NF - É algo complexo, Taís, pois eu sou baita fã de Dawkins e vivo citando várias idéias suas. Para mim, a religião realmente é um vírus mental que deve ser eliminado, e o discurso científico, ainda que seja falho, levanta-se no campo agonístico... dos discursos como o mais propenso a substituí-lo. Os argumentos do neo-evolucionismo muito me agradam e o livro "Deus- Um Delírio" me possibilitou dar palavras para muitas coisas que eu pensava e não conseguia explicar. Acredito no respeito as diferenças e a intolerância de Dawkins me parece parece um pouco ditatorial, fora que ele deposita suas fichas no discurso científico como A Verdade Inabalável. Ainda assim, acho, como nosso caro professor, que a figura dele e de outros intelectuais ateus na mídia e de fundamental importância para dizer que a religião não é especialista em nada, é intolerante e cega, mete-se em assuntos dois quais mal compreende (como o aborto, células-tronco, legitimação dos movimentos homossexuais) e leva milhões a sandices que só servem para continuar propagando limitações e preconceitos.
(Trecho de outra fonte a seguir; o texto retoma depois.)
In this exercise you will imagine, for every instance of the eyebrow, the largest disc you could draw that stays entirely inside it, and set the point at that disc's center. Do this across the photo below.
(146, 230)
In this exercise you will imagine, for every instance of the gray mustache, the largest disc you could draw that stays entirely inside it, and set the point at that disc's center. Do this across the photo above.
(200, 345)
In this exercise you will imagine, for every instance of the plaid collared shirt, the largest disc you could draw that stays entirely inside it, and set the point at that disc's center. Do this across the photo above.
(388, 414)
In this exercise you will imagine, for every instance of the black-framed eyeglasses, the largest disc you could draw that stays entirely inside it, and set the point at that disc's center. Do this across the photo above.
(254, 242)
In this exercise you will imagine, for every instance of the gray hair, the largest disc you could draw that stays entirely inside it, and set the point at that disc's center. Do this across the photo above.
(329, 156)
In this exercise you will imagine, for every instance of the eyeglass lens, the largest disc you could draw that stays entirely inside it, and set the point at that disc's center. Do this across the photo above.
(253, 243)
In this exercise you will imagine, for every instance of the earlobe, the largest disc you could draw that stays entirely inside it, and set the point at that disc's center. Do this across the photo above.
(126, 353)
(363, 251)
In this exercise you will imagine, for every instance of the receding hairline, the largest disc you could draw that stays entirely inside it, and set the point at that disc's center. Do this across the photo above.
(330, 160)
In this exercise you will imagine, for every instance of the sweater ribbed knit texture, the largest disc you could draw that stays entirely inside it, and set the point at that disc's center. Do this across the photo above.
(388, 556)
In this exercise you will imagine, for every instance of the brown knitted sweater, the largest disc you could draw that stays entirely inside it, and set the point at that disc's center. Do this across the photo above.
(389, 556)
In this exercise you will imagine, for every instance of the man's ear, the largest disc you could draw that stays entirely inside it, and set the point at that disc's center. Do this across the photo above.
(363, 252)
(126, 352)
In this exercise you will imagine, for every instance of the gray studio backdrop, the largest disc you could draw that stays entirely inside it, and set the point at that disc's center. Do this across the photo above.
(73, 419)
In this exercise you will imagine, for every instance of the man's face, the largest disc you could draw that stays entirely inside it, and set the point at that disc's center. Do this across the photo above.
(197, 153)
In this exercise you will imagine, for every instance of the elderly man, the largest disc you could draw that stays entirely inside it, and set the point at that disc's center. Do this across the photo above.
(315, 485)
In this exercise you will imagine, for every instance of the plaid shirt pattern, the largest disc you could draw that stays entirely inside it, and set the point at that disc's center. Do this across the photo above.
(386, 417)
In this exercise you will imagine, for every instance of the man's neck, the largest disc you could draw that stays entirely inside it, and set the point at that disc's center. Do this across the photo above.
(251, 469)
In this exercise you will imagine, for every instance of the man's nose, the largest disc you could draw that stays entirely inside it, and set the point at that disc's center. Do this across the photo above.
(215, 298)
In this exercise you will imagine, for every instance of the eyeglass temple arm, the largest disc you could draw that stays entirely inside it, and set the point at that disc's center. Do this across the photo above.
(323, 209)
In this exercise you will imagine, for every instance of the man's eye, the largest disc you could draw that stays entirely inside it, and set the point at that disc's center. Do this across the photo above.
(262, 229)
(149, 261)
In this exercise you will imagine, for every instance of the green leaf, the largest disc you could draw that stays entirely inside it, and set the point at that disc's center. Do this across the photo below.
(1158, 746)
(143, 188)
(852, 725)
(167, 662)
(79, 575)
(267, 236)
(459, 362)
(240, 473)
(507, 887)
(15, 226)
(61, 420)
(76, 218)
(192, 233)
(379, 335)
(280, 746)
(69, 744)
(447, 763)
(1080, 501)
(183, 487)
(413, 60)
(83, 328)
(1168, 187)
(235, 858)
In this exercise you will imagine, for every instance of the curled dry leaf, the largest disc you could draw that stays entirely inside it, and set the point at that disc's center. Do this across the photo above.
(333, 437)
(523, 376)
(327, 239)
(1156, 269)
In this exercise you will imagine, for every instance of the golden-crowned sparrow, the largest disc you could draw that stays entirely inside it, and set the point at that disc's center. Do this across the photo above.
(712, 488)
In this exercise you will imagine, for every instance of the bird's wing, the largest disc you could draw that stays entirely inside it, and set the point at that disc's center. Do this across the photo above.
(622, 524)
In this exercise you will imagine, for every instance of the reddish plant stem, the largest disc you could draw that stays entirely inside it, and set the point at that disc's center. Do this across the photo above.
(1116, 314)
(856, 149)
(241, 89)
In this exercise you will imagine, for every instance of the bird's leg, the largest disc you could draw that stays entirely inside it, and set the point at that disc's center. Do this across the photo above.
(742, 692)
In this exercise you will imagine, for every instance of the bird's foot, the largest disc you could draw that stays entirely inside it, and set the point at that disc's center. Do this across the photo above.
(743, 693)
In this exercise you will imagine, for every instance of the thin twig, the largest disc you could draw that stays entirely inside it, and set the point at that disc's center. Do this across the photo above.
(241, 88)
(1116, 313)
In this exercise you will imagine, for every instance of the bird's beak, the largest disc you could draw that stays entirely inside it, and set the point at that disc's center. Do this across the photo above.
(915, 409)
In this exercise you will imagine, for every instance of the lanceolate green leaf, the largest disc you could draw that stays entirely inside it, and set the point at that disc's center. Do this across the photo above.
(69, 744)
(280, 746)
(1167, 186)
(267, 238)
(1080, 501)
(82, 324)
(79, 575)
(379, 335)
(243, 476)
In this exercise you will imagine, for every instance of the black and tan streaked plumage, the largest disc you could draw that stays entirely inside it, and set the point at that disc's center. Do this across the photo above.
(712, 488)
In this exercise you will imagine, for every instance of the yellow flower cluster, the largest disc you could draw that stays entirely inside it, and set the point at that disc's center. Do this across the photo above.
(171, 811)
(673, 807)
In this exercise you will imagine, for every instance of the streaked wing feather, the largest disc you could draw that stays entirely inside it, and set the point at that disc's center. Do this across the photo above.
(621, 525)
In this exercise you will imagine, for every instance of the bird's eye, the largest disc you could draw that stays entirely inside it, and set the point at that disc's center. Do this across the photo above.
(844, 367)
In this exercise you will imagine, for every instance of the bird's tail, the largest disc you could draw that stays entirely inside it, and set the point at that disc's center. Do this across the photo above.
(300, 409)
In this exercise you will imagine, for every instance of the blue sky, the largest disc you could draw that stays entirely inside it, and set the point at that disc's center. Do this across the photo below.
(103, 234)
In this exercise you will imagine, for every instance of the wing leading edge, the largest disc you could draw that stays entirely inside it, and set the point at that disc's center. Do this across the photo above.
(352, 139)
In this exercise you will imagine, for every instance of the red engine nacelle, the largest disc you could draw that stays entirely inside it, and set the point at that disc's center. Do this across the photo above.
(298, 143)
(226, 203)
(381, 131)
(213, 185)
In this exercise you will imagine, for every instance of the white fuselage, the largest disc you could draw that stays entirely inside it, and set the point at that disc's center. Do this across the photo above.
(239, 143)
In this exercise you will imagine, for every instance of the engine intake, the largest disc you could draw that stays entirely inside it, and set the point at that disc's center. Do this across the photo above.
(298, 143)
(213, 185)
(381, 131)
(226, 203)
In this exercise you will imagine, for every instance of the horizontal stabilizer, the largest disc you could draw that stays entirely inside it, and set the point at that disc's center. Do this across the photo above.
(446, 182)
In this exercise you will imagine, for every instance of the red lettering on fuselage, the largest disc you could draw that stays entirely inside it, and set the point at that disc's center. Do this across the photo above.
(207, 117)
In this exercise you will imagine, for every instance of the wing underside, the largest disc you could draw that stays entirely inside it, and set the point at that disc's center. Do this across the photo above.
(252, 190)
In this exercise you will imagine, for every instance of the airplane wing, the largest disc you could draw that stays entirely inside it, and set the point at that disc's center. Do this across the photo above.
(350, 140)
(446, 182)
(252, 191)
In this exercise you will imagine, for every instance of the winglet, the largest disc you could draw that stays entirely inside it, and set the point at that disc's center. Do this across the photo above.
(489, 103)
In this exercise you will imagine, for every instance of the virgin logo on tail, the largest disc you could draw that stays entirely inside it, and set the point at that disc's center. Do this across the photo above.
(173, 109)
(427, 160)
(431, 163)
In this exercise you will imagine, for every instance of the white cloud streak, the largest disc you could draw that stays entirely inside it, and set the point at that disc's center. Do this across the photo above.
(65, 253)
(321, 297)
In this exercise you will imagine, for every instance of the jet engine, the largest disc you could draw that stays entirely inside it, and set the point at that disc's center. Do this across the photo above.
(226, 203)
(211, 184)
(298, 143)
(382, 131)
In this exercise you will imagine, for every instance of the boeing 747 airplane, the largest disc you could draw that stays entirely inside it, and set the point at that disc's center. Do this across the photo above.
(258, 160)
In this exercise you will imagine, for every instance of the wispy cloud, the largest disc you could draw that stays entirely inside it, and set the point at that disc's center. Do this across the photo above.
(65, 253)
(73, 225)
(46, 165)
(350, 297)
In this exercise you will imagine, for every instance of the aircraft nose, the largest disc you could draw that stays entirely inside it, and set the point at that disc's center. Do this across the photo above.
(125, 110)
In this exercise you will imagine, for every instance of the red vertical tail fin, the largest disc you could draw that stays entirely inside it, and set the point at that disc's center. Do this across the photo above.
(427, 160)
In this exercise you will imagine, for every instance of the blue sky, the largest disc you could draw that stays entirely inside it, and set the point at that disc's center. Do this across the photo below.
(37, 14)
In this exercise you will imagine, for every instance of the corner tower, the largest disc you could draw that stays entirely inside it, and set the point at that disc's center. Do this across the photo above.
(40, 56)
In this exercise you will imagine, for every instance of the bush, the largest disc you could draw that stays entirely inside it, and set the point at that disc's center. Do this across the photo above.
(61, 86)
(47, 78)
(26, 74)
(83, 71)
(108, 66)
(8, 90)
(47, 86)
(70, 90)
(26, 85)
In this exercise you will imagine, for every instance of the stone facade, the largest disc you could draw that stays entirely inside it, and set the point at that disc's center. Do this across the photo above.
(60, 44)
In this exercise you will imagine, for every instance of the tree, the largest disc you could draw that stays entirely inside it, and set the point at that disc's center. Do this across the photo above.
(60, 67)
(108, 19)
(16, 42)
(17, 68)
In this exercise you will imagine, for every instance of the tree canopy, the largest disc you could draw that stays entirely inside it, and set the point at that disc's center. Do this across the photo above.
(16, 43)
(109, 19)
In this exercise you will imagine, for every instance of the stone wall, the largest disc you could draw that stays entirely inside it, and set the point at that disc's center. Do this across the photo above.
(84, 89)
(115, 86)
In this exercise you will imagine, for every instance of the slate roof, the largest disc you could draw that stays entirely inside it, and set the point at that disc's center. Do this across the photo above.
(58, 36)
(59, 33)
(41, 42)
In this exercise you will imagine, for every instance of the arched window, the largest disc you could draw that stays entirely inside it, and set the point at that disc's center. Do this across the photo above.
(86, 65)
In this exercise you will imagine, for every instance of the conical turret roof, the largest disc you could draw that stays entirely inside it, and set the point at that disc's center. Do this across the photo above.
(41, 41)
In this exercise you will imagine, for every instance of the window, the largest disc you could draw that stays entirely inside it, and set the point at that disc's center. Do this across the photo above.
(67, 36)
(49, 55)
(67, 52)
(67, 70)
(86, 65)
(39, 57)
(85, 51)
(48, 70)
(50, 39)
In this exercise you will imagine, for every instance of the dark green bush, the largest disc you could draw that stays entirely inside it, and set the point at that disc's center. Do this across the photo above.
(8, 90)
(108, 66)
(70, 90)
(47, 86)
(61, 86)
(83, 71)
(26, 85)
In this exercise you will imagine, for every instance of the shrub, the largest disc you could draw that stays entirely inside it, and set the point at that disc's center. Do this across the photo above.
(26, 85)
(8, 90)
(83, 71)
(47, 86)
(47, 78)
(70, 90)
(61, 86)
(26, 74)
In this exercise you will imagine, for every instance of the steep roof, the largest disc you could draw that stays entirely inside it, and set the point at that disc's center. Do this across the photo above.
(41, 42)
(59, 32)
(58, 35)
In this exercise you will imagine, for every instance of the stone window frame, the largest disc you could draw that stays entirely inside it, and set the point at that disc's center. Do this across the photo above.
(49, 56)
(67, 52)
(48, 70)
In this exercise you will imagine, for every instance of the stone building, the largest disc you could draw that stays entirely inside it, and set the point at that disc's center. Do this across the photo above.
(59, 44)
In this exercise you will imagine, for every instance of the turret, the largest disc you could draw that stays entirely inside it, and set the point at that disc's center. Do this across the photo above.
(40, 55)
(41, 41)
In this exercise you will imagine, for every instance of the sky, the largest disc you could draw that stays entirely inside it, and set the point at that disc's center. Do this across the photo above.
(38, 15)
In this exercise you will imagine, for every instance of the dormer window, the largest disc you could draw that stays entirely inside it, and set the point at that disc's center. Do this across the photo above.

Ainda que eu ache que o discurso cientificista pregado pelos os ateus (e eu me incluo de certa forma nesse grupo) exagerado, necessitando ser relativizado quando suas pretenções totalizantes, numa discussão em que eu tenha que tomar uma posição, eu fico com os ateus, pois pelo menos com estes há discussão! O discurso científico, com suas limitações, baseia-se em argumentos e aceita o embate, coisa que na religião não existe, por tanto, eu não acho Dawkins "dogmático". Um Racionalista Totalitário, talvez? =D

TSR - Eu entendo, Nathanael o teu ponto de vista, mas já "acreditei" mais na ciência, atualmente tenho mais certeza de que ela é muito limitada em dar explicações sobre o que há entre o céu e a terra, mas não sou religiosa e sou contra o reducion...ismo científico. A nossa incapacidade de medir(estatisticamente) os efeitos, fenômenos, testar hipóteses nos coloca (nós, pretensos cientistas) em xeque todos os dias. Como medir o imensurável como a dor, o sentimento, a felicidade, a democracia, a liberdade. Enquanto isso eu me distraio acreditando que um dia resolveremos esssa charada, mas acho que a religião não é única vilã. Ah tenho minhas dúvidas sobre a capacidade de discussão dos ateus... tu iamginas, por exemplo alguém debatendo de igaul para igual com alguém que almenos respeita a religiosidade, o esse cara não seria ridicularizado no meio ateu, assim como o ateu seria banido do meio religioso. A ciência pressupoe neutralidade MESMO, senão teus resultados serão cheios de vieses, os números tratam diferetes como iguais e seguimos o debate.

ES - Caros Taís e Nathaniel devo confessar que o debate que vamos travando por aqui subverte a lógica fútil do Facebook. O mais interessante é o seguinte dado: a Taís é uma cientista praticante, doutoranda em medicina que se mostra mais reticent...e ao discurso cientificista autoconfiante de Dawkins e Cia do que o Nathaniel e eu, que somos historiadores, o que não deixa de ter lá a sua razão, porque lida com o lado trágico da existência de maneira real e intensa. Digo isso de maneira muito sincera, talvez o nosso ceticismo se manifeste mais facilmente por a nossa posição ser mais confortável. O importante dessa discussão é que acredito ser possível discutir temas de fundo, como a ética, a vida, a morte, deixando de lado muitas das convenções às quais o Nathaniel faz referência. Acredito sinceramente que o pensamento religioso é um dos maiores problemas com os quais podemos nos debater hoje, tanto que meu projeto de pesquisa atual é “Ciência e religião”.